There are new frameworks (eg Node.js) that address this problem and there is a considerable amount of religion surrounding their use. The believers able to show unbelievable performance levels on benchmark test cases and the doubters able to point to unbelievably complex and unfathomable real application code. There are plenty of other approaches to the same problem that avoid spagetti code, but the fundamental message is, that to support WebSockets at the server side an event based processing model has to be used, that is the direct opposite to how web applications have been delivered to date, and regardless of the religion, that creates a problem for deployment.

Deployment of this type of application demands that WebSocket connections are can be unbound from the thread servicing the request, when it becomes a WebSocket connection. The nasty twist is that every box handling the request needs to be able to do that, including any WebTiers or load balancers, and any HTTP connection can be converted from the Http protocol into the WebSocket protocol during the request. Fortunately, sensible applications will only support WebSocket on known URLs which gives the LB and WebTiers an oppertunity to route, but prior to routing every component in the chain must be using a small number of threads servicing a large number of open and active sockets.

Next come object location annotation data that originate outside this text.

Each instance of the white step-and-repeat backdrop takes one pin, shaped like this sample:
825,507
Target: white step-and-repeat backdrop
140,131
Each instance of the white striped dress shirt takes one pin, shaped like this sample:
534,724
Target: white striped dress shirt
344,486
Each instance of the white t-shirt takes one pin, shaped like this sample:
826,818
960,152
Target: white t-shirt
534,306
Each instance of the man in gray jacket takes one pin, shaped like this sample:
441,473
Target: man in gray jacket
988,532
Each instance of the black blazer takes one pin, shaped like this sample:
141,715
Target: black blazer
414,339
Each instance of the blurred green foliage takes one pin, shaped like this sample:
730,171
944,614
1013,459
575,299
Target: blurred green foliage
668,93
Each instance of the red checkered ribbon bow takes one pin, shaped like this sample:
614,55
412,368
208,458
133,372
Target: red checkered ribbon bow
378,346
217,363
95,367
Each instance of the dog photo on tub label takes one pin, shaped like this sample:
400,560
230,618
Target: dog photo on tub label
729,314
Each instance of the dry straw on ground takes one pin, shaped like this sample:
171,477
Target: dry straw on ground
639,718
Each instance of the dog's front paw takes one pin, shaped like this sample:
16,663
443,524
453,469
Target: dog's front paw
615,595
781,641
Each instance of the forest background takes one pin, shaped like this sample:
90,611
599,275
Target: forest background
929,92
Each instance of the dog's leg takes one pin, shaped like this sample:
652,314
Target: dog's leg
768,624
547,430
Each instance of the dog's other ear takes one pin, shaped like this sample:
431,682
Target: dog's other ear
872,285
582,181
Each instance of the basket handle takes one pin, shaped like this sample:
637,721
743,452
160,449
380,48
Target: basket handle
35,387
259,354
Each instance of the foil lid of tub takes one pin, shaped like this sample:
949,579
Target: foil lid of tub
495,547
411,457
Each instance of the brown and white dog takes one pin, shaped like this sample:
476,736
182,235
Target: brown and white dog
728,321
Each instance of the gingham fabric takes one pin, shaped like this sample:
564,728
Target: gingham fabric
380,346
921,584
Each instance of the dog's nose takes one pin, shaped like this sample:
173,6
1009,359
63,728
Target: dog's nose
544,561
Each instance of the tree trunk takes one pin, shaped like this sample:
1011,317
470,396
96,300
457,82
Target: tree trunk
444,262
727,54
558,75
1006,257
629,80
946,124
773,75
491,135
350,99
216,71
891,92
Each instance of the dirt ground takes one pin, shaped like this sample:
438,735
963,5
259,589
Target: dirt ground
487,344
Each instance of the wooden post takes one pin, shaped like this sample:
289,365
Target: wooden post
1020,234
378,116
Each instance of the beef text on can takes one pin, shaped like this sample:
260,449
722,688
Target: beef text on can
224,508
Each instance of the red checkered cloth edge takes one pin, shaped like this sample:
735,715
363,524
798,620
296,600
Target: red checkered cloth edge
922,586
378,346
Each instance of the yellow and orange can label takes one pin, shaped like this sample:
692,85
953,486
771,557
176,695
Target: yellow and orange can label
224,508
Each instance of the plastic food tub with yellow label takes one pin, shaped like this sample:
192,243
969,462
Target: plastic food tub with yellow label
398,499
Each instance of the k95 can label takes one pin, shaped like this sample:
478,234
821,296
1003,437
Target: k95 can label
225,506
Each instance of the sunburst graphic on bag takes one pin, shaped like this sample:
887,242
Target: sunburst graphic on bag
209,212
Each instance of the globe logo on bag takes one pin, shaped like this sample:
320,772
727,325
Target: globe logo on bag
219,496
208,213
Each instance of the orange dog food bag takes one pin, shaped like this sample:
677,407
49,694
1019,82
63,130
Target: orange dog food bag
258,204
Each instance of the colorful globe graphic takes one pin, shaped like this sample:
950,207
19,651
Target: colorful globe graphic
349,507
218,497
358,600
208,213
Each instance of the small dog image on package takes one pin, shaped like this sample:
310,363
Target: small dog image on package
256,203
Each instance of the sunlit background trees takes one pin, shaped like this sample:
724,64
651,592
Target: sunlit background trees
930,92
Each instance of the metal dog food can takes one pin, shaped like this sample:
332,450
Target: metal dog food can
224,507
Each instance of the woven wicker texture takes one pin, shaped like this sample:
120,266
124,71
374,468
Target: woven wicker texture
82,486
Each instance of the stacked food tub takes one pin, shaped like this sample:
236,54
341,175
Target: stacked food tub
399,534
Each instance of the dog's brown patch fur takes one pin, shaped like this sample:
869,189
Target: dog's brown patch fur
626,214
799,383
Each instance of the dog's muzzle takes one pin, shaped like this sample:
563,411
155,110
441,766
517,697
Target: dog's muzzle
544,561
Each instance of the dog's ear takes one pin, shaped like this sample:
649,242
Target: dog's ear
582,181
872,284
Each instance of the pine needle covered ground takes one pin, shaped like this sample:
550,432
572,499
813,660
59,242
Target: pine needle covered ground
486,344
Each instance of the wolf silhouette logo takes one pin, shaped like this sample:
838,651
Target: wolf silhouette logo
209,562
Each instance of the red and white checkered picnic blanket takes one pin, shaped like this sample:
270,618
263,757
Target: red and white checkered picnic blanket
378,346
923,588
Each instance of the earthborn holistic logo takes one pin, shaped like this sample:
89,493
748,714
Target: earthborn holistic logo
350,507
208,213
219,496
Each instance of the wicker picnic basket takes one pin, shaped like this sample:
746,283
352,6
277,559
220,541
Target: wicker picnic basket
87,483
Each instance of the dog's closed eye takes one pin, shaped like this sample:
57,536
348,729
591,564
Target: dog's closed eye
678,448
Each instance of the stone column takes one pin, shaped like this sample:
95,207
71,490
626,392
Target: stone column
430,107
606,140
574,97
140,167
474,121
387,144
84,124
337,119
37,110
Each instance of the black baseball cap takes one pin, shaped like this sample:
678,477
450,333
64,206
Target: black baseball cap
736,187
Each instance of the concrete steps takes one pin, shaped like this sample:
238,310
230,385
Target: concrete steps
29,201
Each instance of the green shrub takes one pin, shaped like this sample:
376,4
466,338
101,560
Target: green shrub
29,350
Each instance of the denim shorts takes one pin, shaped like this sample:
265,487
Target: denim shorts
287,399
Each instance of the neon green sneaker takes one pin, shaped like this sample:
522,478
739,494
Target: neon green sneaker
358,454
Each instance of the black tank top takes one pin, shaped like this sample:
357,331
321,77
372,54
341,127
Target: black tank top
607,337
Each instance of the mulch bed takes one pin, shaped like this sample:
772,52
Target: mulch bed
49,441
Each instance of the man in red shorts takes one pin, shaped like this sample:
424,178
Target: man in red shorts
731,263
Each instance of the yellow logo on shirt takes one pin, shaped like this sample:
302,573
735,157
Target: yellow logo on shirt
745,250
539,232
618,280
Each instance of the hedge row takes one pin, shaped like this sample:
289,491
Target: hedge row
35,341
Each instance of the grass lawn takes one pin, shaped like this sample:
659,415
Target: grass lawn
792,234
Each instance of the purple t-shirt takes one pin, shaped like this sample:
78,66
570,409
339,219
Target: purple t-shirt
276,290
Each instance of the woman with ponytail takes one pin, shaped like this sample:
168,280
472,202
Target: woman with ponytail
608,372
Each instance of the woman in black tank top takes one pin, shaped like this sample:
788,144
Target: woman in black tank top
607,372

This doesn’t mean that an entire application framework must be thrown away, but it does mean that whatever is handling the WebSocket request, upgrade and eventual connection must be event based. This also doesn’t mean that everyone must learn how to read and write spaghetti code in managing every aspect of threading threading, concurrency in communication re-writing every library to be non-blocking and asynchronous. Fortunately there are some extremely capable epoll based containers (including Node.js, other than its insistance to use JS) that can be used either as WebTier proxies or ultimate endpoints. Some of them, such as the Python based Tornado server will frameworks supporting the mod_wsgi standard and hence capable of running Django based applications for the non WebSocket portion. As can be seen from real benchmarks, these servers offer performance level expected of event based processing and support for traditional frameworks with real blocking resource connections.